Unlike many other birds, toucans will not squeal or shriek. The Red Bill is known to have the loudest scream of all toucans.
Do not think about clipping your toucan’s wings. Due to their big beaks, toucans can not climb on things; instead, these birds fly from one point of their cage to another.
Toucans, generally, are tolerant of most weather conditions and temperature modifications. Nevertheless, try to let them out in their outside aviary throughout the warmer months of spring, summer season, and fall. In the winter season, it is best to keep them inside with a controlled comfy temperature level.
Other illnesses toucans are susceptible to will include intestinal infections triggered by E. coli and salmonella, and parasites such as roundworms, capillaria, and proventricular worms.

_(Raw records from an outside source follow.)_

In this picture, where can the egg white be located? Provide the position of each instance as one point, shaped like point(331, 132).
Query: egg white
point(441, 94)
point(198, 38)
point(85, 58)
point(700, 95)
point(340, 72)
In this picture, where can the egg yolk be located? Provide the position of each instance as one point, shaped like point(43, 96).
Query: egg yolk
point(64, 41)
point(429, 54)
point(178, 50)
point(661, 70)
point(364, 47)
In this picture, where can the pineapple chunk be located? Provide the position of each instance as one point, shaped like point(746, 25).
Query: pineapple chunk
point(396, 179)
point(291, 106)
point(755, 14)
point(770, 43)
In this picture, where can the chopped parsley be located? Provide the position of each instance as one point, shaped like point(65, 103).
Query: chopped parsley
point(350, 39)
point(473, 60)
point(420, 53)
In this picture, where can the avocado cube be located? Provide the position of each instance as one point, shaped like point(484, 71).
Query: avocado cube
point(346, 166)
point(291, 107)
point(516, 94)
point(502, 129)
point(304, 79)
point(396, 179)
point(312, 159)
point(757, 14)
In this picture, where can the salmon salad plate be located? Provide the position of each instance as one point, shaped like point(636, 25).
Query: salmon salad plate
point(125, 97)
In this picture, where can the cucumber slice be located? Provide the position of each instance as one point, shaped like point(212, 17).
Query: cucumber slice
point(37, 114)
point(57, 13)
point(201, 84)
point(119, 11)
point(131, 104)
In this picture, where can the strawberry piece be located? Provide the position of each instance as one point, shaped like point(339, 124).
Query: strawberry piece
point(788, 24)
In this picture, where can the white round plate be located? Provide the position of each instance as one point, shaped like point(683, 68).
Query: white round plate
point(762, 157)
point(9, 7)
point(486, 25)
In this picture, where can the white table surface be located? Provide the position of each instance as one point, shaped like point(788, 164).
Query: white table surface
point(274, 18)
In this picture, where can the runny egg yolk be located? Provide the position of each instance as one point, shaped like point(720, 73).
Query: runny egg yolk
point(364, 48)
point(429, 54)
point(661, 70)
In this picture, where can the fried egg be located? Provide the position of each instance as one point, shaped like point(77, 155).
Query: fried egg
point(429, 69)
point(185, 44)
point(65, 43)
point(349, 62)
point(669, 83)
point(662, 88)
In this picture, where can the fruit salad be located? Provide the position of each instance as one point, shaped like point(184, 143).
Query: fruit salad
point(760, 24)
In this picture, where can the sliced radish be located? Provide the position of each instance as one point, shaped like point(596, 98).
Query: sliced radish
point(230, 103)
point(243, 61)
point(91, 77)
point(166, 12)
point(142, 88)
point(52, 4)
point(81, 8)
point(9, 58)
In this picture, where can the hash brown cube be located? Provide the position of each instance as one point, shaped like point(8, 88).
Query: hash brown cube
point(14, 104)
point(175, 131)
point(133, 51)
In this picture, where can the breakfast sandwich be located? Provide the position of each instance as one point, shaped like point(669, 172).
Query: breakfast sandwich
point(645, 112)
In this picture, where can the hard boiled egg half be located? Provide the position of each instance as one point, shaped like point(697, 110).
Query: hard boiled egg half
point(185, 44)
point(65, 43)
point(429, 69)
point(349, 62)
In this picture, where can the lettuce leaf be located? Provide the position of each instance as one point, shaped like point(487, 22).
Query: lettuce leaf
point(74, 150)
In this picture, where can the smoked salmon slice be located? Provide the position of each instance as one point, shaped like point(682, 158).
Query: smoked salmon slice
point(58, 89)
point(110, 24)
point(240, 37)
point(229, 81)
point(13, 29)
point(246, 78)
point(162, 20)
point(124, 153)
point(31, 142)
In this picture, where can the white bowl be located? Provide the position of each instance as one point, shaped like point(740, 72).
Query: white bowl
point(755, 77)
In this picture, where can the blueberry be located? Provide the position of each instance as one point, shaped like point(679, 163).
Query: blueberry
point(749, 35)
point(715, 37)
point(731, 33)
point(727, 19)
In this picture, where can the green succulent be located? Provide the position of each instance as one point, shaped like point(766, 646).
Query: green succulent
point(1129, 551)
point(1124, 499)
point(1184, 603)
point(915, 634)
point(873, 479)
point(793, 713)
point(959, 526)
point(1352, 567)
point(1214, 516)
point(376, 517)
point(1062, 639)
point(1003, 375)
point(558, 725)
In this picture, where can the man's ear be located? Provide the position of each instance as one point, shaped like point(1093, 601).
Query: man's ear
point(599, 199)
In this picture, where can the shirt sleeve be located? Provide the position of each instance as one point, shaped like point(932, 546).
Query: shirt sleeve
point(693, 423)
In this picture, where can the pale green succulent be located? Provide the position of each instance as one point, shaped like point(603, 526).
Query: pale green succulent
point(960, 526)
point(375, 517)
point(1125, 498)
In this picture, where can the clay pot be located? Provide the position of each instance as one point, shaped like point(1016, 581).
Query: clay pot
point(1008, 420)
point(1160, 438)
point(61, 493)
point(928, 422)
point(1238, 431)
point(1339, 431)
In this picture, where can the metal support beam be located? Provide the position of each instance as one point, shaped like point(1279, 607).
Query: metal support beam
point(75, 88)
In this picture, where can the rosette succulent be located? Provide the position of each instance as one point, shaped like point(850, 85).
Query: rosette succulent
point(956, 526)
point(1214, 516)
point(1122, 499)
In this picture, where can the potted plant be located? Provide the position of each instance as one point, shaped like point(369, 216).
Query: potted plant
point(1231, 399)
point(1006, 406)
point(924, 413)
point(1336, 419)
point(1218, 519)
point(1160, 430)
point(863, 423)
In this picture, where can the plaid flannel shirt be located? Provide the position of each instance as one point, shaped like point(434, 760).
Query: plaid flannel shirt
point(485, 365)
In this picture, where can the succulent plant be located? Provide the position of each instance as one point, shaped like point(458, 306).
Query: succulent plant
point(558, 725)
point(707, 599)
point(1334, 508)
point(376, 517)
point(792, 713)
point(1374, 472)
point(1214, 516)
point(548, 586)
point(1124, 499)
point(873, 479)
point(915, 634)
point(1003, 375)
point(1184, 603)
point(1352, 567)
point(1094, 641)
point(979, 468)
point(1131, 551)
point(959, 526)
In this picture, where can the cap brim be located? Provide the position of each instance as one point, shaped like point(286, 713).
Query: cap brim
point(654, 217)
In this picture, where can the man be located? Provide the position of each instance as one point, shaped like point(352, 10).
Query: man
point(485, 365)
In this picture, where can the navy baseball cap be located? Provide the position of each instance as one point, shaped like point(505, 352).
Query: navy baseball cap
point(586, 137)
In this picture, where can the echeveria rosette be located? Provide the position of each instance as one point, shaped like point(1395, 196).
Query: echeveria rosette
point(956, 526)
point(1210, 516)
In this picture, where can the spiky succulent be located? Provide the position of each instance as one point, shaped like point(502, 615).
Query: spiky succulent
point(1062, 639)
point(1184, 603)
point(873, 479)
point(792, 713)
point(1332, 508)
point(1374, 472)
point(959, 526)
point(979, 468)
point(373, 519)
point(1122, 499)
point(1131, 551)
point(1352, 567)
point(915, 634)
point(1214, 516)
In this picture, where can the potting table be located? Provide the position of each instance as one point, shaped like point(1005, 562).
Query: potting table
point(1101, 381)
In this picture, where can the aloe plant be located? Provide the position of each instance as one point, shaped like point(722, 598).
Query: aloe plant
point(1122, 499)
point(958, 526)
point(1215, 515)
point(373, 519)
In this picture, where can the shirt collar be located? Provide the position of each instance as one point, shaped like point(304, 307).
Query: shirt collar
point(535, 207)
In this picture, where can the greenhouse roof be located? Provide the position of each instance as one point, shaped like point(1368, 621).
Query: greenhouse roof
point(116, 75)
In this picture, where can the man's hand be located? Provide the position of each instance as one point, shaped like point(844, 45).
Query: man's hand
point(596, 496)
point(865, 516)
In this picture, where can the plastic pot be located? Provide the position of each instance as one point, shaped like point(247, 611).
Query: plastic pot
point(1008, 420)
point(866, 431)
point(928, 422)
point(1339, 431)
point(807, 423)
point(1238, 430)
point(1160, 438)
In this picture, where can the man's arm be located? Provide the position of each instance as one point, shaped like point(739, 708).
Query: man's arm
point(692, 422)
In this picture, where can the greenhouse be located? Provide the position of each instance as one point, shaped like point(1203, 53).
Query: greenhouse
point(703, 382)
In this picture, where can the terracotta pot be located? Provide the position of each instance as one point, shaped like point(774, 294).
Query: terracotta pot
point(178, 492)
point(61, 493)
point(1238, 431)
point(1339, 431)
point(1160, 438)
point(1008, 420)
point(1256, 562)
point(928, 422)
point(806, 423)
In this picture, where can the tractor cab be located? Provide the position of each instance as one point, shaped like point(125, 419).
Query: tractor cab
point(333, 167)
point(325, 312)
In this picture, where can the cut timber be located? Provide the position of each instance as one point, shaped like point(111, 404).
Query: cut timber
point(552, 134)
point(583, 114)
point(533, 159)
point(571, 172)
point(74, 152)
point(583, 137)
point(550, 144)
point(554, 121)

Toucans won’t be able to bite with too much force considering that their beak muscles are weaker when compared to other birds. Unlike other birds, they tend to be less aggressive and the pressure of their beak, even if they do give their best to bite, will be light-weight.
A toucan can be kept with other birds in the same area; nevertheless, they can’t be kept in the very same cage. They can be housed with other toucans, though.
According to specialists, the very best time to adopt a toucan is throughout the summer season. This is the usual breeding season, which lasts from April till September.
Can you have a toucan as a home pet? From what we could find online, it looks like most states will allow you to own a toucan as a legal family pet; nevertheless, to be safe, talk with your regional state wildlife department to be sure before spending a lot of money.